Most likely someone/something abusing one of Google's proxy-like services (mobile tranalator, language translator, etc.), but it's impossible to be sure without IP addresses and additional HTTP header info.
Jim
Most likely someone/something abusing one of Google's proxy-like services
1.) Currently we use the "NCSA extended/combined log format" as our access_log config in httpd.conf:
LogFormat "%h %l %u %t \"%r\" %>s %b \"%{Referer}i\" \"%{User-Agent}i\"" combined KEY (a.k.a. Apache 1.3: Module mod_log_config [httpd.apache.org])
%h: Remote host
%l: Remote logname (from identd, if supplied)
%u: Remote user (from auth; may be bogus if return status (%s) is 401)
%t: Time, in common log format time format (standard english format)
%r: First line of request
%>s: Status (...of the *last* request)
%b: Bytes sent, excluding HTTP headers. In CLF format...
2.) From the mod_log docs, it looks like we could add any Environment Variables [httpd.apache.org] headers, for example, after User-Agent:
LogFormat "[as above] \"%{User-Agent}i\" "%{header}i\" "%{header}i\"" combined (Note: We've got to keep an eye on server space but we could disable all rewrite_log files until needed to debug an error. They're currently all set: "RewriteLogLevel 2")
Any recommendations as to which headers/info would be most useful were I able to include same in my posts? Now's your chance, gang:)
google.com
Opera/9.01 (Windows NT 5.1; U; en)
robots.txt? NO
referer? Yes BUT... Did not hit the on-site referer in the same session.
Looks like I need to rewrite ^google\.com$ in all .htaccess files. Why can't even one major SE play by all the rules all the time?
195.24.76.232 13/10/2009 21:05:21 Mozilla/4.0 (compatible; MSIE 6.0; Windows NT 5.1; ru) Opera 8.01 (forums fast scraper) 7
195.24.76.232 13/10/2009 21:05:20 Mozilla/4.0 (compatible; MSIE 6.0; Windows NT 5.1; ru) Opera 8.01 (forums fast scraper) 12
Here is a sample apache log entry:
fgrep -c '195.24.76.232' access_log.1
41
195.24.76.232 - - [13/Oct/2009:21:05:21 +0100] "GET /viewforum.php?f=4 HTTP/1.0" 503 155 "http://forums.example.co.uk/viewforum.php?f=4" "Mozilla/4.0 (compatible; MSIE 6.0; Windows NT 5.1; ru) Opera 8.01" In:- Out:-:-pct. "-"
Ho HTTP headers are stored for these, sorry.
GaryK: your experience was likely something else.

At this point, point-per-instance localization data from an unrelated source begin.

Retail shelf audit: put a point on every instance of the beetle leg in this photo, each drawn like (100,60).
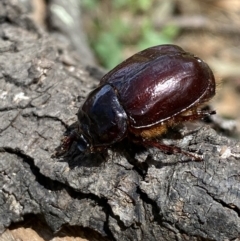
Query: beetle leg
(172,149)
(199,114)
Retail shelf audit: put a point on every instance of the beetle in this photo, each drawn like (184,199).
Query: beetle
(142,97)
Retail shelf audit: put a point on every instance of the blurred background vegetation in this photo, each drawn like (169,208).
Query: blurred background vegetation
(208,28)
(117,29)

Although I have no personal experience of it on my own forum, phpBB2/3 can auto-register GoogleBot to remove session IPs.
The IP 195.24.76.232 for example is in project honeypot's anti-spam database: I would hope google could never get an IP into that. The honeypot lists several UAs that frequently crop up in site abuse but the URLs listed include pharma paths/filenames.

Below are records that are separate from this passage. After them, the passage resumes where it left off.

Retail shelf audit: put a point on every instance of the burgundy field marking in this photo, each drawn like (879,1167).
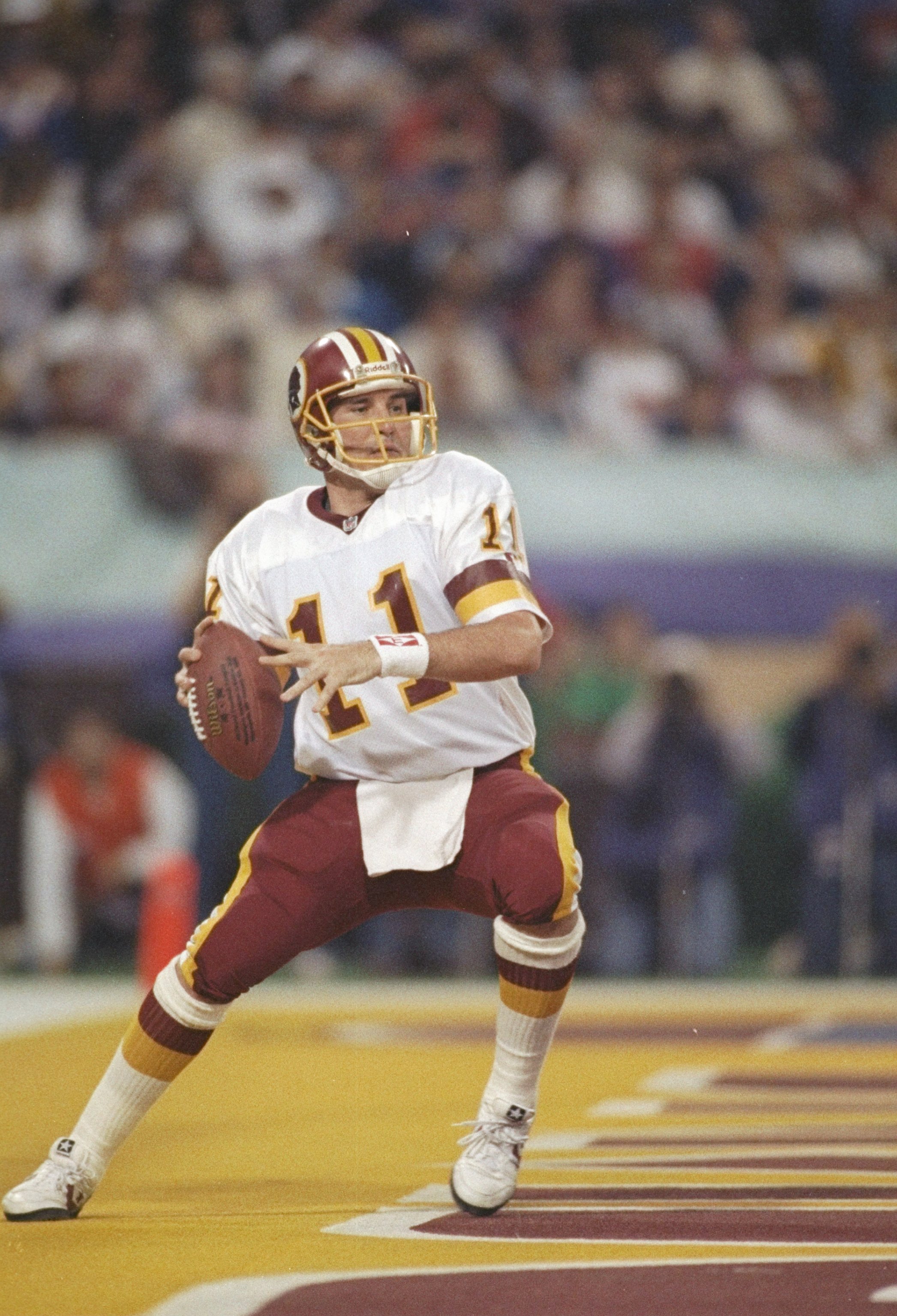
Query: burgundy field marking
(732,1227)
(679,1194)
(797,1289)
(810,1082)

I really can't see google being associated with that IP unless it is researching badhats, in which case why advertise?
Thing is, if something fishy is going on -- from spoofing to hijacking to hacking to who knows what -- and if Google's not involved (which may or may not be pretty big Ifs), it's a bit hair-raising to think someone's getting away with something against 'em right under their, and our, noses.